Darshansingh11 / AVLectures

Official repository of the paper "Unsupervised Audio-Visual Lecture Segmentation", WACV 2023
Creative Commons Zero v1.0 Universal
10 stars 1 forks source link

Format of the avlectures_train.pkl and avlectures_helper.pkl #3

Closed tejasrjain closed 9 months ago

tejasrjain commented 1 year ago

I am trying to reproduce the results. But can you please let me know how should the input be provided?

Darshansingh11 commented 1 year ago

Hi, Thank you for your interest in our work. Please refer to the paper for the exact details. I will release the entire pipeline by the end of this month.

tejasrjain commented 1 year ago

Hello, Thanks for your reply and the great work you did. I tried to use the details as specified in the paper. I couldn't figure how to split the videos in 10-15 seconds as we also need to map that with ocr text as well. So how you make sure that the frame we have ocr text is also included in the frames we extracted the video features.

Darshansingh11 commented 10 months ago

Hi. Sorry, for the late response. I have updated the readme with instructions on how to train and evaluate the model. Please check it out. You can split any lecture of your choice into 10s-15s clips using ffmpeg and follow the instructions in readme to extract the features. Then, bind all the features into a single pickle file (similar to dataset_v1_helper.pkl which I will upload shortly. I am facing some issues while uploading large files). I am attaching a screenshot to help visualize the data format. data_format We obtain OCR for the last frame of a 10-15s clip.

haiahaiah commented 10 months ago

Hi~ Thanks for the update, I'd like to know your specific process for dividing the video into 10-15 seconds. According to my understanding, each video has a topic boundary label first, and then the video is divided into 10-15 second segments. In this process, it is necessary to ensure that the topic boundary is at the end of a certain segment to be classified. If so, will it involve label leakage?
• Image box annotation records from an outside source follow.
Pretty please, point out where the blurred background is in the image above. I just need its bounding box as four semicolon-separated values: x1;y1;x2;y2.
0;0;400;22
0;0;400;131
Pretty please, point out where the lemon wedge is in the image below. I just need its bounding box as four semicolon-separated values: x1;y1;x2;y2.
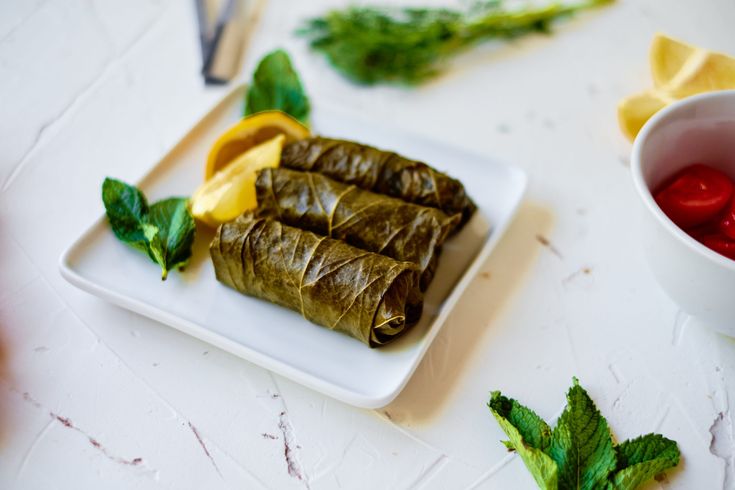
191;134;286;227
618;34;735;140
618;90;674;141
204;111;309;180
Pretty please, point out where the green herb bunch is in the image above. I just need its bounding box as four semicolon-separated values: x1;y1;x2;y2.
488;378;679;490
297;0;612;85
102;177;196;281
244;49;311;125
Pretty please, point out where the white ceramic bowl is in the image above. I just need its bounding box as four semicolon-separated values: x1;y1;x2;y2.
631;90;735;336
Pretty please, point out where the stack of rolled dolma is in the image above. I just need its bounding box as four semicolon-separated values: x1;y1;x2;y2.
210;138;475;347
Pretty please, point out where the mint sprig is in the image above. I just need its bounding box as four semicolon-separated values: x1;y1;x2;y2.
488;378;679;490
245;49;310;125
102;177;196;281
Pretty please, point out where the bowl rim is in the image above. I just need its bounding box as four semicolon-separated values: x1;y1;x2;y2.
631;90;735;271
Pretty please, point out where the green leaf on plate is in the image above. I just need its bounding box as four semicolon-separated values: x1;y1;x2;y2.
148;197;196;279
245;49;310;124
102;177;196;280
102;177;148;251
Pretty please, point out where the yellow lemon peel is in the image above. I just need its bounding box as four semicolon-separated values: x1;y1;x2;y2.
204;111;310;180
191;134;286;227
618;34;735;141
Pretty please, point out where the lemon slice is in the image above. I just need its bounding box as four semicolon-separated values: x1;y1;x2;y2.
191;134;286;227
618;34;735;140
649;34;698;89
618;90;674;141
204;111;309;180
651;34;735;98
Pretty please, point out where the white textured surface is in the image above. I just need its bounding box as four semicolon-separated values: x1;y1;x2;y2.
0;0;735;489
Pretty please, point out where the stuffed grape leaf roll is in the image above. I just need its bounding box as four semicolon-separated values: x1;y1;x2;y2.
281;136;477;224
210;212;423;347
255;168;460;290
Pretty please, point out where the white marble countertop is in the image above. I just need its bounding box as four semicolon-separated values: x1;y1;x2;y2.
0;0;735;489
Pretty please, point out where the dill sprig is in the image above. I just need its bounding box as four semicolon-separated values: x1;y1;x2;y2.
297;0;612;85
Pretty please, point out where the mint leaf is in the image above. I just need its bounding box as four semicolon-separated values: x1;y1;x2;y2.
488;391;551;451
102;177;148;251
487;391;558;490
549;378;617;490
488;378;679;490
147;197;196;280
613;434;679;490
102;178;196;280
245;49;310;124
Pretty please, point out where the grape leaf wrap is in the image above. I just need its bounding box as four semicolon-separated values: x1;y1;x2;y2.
210;212;423;347
281;137;477;227
255;168;460;290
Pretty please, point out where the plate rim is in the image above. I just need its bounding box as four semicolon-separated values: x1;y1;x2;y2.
58;83;528;409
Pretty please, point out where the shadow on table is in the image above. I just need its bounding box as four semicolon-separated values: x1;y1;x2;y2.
379;203;553;423
0;322;13;447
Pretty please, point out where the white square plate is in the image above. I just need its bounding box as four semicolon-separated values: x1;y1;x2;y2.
60;86;526;408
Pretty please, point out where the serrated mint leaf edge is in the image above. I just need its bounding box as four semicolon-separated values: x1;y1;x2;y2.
488;392;558;490
612;434;680;490
548;378;617;489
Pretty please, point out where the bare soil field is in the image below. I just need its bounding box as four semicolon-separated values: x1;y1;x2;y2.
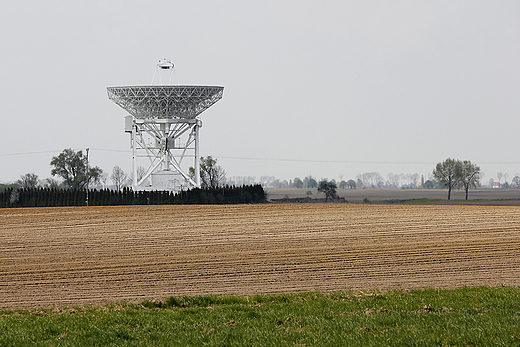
267;188;520;206
0;204;520;308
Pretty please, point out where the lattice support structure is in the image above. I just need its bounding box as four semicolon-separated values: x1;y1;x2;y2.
107;86;224;191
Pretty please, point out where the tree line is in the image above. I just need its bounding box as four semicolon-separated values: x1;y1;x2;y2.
0;184;267;208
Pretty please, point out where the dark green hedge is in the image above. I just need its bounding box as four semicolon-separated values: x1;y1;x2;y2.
0;184;267;208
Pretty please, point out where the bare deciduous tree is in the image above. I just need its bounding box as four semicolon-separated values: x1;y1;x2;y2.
110;165;126;190
433;158;459;200
16;173;39;189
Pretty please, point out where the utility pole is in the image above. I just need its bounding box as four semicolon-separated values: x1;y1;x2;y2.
86;148;89;206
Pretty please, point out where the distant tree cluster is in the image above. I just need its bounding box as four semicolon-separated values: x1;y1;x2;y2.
433;158;480;200
0;184;267;208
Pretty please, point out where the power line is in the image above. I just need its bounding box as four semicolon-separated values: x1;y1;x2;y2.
0;148;520;165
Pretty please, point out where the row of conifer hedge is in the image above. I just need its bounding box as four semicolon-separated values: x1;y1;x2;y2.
0;184;267;208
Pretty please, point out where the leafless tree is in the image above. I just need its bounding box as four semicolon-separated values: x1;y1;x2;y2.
16;173;39;189
110;165;126;190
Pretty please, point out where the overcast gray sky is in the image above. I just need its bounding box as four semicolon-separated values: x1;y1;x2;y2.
0;0;520;182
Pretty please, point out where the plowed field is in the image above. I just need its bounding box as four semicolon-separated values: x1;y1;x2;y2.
0;204;520;308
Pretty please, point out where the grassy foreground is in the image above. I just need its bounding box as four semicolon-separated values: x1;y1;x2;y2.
0;287;520;346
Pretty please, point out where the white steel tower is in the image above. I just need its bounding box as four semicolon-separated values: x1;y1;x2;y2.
107;60;224;191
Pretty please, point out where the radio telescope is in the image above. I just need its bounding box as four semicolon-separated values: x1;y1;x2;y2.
107;59;224;192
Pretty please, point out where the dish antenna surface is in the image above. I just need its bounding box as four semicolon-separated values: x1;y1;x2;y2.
107;59;224;192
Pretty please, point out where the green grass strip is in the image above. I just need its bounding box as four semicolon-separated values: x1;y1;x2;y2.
0;287;520;346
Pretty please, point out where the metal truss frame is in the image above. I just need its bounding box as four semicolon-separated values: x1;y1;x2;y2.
107;85;224;191
130;118;202;190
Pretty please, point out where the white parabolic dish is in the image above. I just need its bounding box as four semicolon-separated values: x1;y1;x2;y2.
107;85;224;119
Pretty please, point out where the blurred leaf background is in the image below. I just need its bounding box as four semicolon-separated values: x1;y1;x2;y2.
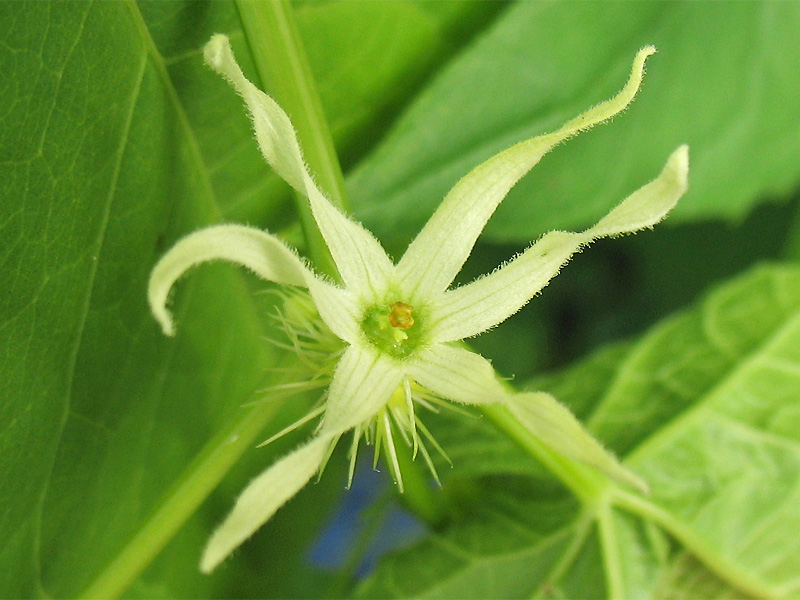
0;0;800;597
Darshansingh11 commented 10 months ago

Hi, we divide a single lecture video into 10s-15s clips. This is independent of the boundary labels (we are doing segmentation in an unsupervised manner and do not rely on ground truth labels). 10s-15s clip is the atomic unit that we operate on. We just divide a video into N segments of 10s-15s each using ffmpeg. It is true that there can be some boundaries that can occur in between 10s-15s clips. This is captured by the BS@K metric. Hence, we have also experimented with smaller duration clips where the chances of boundary occurrence are less, i.e., with 4s-8s clips. Please check the supplementary section of our paper for more details.

Darshansingh11 commented 9 months ago

Hi. I am closing this issue. All the files are uploaded. In case you have any further doubts/queries please raise a new issue. Thanks!